SolarWinds Hackers Return, Launch Phishing Campaign Using Compromised Account of US Foreign Aid Agency

SolarWinds Hackers Return, Launch Phishing Campaign Using Compromised Account of US Foreign Aid Agency

  • The SolarWinds hackers are back again, this time leveraging the stolen email account of a United States federal agency to run a phishing campaign against 150 government entities in 24 countries. The attack is particularly high risk as the credentials could have allowed the phishing emails to sail straight into the inboxes of thousands of recipients with sensitive job titles.
  • A blog post from Microsoft refers to the phishing campaign as resulting in “limited damage” without “any significant number of compromised organizations.”
  • The group wasted little time in distributing authentic-looking phishing emails to contacts associated with a  Constant Contact marketing email account belonging to the United States Agency for International Development (USAID), a federal government agency responsible for about half the foreign aid that the US distributes around the world.
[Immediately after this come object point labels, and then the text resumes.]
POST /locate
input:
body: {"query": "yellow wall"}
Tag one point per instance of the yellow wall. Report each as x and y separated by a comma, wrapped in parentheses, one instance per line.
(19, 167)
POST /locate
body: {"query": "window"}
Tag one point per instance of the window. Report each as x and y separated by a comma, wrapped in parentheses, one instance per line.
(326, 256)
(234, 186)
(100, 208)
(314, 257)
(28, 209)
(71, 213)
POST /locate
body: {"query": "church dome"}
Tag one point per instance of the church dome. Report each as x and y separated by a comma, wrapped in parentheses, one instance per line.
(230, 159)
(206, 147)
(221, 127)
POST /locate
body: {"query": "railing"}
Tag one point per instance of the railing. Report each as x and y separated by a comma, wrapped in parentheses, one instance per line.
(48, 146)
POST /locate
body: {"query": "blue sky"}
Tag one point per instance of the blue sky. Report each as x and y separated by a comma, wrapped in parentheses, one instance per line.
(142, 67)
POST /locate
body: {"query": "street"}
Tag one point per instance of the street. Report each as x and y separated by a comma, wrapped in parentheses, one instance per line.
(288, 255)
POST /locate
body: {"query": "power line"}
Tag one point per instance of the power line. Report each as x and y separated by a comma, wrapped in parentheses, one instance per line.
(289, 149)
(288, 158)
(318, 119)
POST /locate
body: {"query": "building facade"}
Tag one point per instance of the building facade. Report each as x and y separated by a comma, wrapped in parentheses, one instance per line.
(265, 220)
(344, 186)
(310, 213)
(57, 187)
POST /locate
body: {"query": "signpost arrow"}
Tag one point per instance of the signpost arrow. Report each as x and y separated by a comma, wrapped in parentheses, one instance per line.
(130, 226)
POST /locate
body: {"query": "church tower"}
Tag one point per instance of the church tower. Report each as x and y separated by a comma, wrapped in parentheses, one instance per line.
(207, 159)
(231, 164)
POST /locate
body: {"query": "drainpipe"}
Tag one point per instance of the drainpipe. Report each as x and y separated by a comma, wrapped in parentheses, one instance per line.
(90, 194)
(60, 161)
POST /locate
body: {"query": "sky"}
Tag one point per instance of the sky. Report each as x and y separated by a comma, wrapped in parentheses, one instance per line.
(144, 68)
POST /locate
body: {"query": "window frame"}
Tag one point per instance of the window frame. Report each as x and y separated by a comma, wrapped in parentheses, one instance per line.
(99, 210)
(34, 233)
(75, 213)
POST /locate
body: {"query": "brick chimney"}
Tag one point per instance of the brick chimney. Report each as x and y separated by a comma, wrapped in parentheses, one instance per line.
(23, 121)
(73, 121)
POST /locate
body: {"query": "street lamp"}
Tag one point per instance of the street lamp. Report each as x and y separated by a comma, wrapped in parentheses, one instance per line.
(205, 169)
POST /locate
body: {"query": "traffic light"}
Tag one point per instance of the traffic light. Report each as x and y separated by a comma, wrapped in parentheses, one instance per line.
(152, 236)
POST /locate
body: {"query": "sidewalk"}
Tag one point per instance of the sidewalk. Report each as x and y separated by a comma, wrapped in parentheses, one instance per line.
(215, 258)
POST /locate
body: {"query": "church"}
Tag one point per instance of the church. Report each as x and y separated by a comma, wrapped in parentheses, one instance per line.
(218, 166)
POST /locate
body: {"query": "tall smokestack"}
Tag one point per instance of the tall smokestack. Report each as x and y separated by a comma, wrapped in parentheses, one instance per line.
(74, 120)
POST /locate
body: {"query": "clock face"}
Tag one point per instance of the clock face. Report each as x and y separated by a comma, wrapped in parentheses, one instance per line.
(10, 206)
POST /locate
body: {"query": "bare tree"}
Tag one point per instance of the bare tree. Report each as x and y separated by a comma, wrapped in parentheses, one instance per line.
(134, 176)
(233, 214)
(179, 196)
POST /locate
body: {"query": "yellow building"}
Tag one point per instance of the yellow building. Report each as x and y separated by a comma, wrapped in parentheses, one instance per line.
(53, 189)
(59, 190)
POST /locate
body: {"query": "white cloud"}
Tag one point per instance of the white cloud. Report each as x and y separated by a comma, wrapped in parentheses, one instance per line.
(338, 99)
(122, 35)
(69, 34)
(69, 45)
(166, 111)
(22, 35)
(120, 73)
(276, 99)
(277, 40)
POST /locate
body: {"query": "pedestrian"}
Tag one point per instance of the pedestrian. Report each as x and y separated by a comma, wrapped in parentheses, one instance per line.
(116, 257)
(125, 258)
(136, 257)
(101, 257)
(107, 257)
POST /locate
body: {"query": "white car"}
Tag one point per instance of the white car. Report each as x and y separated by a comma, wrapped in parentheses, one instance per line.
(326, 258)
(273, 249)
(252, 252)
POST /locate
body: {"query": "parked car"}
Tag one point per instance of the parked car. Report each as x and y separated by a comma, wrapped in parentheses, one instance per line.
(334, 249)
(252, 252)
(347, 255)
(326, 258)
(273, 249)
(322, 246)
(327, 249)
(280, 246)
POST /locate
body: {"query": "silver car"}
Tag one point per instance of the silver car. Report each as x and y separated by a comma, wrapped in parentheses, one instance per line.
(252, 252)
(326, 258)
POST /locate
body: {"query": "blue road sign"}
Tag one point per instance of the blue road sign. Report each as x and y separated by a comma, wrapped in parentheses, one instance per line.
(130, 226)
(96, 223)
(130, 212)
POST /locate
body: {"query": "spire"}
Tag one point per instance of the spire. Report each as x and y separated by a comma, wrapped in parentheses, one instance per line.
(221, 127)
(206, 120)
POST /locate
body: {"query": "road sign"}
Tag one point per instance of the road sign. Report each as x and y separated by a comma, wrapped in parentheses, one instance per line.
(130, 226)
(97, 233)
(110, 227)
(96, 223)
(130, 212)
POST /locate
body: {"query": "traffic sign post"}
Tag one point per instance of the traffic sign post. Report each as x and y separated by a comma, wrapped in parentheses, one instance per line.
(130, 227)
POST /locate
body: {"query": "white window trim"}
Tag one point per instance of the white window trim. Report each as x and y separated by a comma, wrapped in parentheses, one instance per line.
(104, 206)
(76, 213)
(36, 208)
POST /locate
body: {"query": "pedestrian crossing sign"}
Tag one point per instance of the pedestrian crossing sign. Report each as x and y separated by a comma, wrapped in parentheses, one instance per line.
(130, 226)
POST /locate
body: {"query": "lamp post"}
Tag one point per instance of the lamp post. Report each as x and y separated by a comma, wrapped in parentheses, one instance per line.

  • It was packed with a disguised link leading to an attack site that installed the NativeZone malware. NativeZone allows for surreptitious remote control of infected systems and can be used to quietly exfiltrate sensitive data.
  • The SolarWinds hackers made attempts on some 3,000 email accounts belonging to about 150 organizations. The campaign ran through May, changing targeting and delivering techniques several times in an attempt to foil detection.
  • WHAT WE KNOW – the SolarWinds hackers have a focus on first compromising trusted sources (software updates, email accounts) and then using them to phish high-value government targets.
  • Wired is now reporting that the SolarWinds hackers are members of the SVR foreign intelligence agency, a claim that the head of the agency has denied.
  • While this relatively blunt approach was the main technique used in the phishing campaign, the hackers did alter their strategy for certain recipients with iPhones or iPads. These recipients were targeted with a zero-day vulnerability that Apple patched back in late March.